Metrelerce yüksekliğe ulaştırdığımız ve mat sarı rengiyle oldukça dikkat çeken uçurtmayı tutmakta zormlanmaya başlasam da belli etmeye çalıştım. Rüzgar soldan soldan eserken darmadağın olan saçlarımı bile düzeltemiyordum, yine de uçurtma güzel gözüküyordu. Taeyong susadığı için yokuşun ucunda duran bordo arabadan su almaya gitmişti ve ben burada onu bekliyordum. Bu sefer dışarıya çıkabilmek için anneme yalan söylemiştim, Jaehyun'un yanına gideceğimden bahsetmiştim ve zaman geçtikçe içimdeki hafif vicdan sızısı kendini belli edecek boyuta geliyordu.
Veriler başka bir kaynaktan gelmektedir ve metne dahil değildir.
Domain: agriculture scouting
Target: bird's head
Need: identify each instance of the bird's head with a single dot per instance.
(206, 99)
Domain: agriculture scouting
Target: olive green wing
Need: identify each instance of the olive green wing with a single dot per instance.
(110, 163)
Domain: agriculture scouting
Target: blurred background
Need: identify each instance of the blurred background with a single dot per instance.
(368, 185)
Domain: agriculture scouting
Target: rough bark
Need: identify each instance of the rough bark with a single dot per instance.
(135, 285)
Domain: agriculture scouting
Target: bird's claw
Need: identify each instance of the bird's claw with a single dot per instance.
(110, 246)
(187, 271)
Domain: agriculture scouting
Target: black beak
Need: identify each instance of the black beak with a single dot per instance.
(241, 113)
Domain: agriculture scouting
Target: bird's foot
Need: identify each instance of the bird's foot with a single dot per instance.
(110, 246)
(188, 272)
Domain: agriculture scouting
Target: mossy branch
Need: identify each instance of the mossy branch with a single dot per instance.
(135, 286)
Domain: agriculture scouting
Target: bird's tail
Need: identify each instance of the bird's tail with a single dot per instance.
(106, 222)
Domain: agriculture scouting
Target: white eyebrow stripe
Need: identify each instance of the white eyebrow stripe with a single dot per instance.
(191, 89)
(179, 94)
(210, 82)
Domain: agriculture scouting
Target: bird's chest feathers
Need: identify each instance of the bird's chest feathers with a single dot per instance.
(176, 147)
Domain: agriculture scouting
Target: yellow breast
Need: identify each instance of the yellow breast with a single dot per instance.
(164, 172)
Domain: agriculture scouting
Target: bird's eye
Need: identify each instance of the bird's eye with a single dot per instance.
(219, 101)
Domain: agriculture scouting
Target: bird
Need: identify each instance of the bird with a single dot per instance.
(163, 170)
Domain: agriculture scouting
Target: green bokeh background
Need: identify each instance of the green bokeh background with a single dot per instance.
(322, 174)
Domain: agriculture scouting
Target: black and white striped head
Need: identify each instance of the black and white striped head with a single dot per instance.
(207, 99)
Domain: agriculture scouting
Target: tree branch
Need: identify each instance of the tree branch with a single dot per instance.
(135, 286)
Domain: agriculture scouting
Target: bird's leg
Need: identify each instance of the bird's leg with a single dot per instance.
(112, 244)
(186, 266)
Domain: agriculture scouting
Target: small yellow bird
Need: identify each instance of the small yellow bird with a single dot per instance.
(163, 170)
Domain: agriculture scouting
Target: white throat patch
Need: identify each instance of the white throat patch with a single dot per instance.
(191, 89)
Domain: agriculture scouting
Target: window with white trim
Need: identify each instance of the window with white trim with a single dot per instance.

Benim onu yöneteceğim yerde uçurtmanın beni yönlendirmesine engel olamıyordum. Kendime doğru çekip birkaç adım geri gittiğimde ne zaman geldiğinin bile farkında olamadığım Taeyong'un kolları arasındaydım şimdi.
"Güçsüzsün, bebeğim."
Kıstığı sesiyle kulağıma doğru konuştuğunda benimle birlikte uçurtmanın ipini biraz daha saldı ve daha da yükselmesini sağladı.
"Rüzgar zorluyordu. Ayrıca daha fazla yükselirse düşebilir. Aşağısı uçurum, geri de alamayız."
"Bana bırak sen."
Tek hareketiyle kollarının altından çıkmamı sağlayıp uçurtmanın ucunu yere koydu, kenardan bulduğu kocaman bir taşla da sabitlemişti.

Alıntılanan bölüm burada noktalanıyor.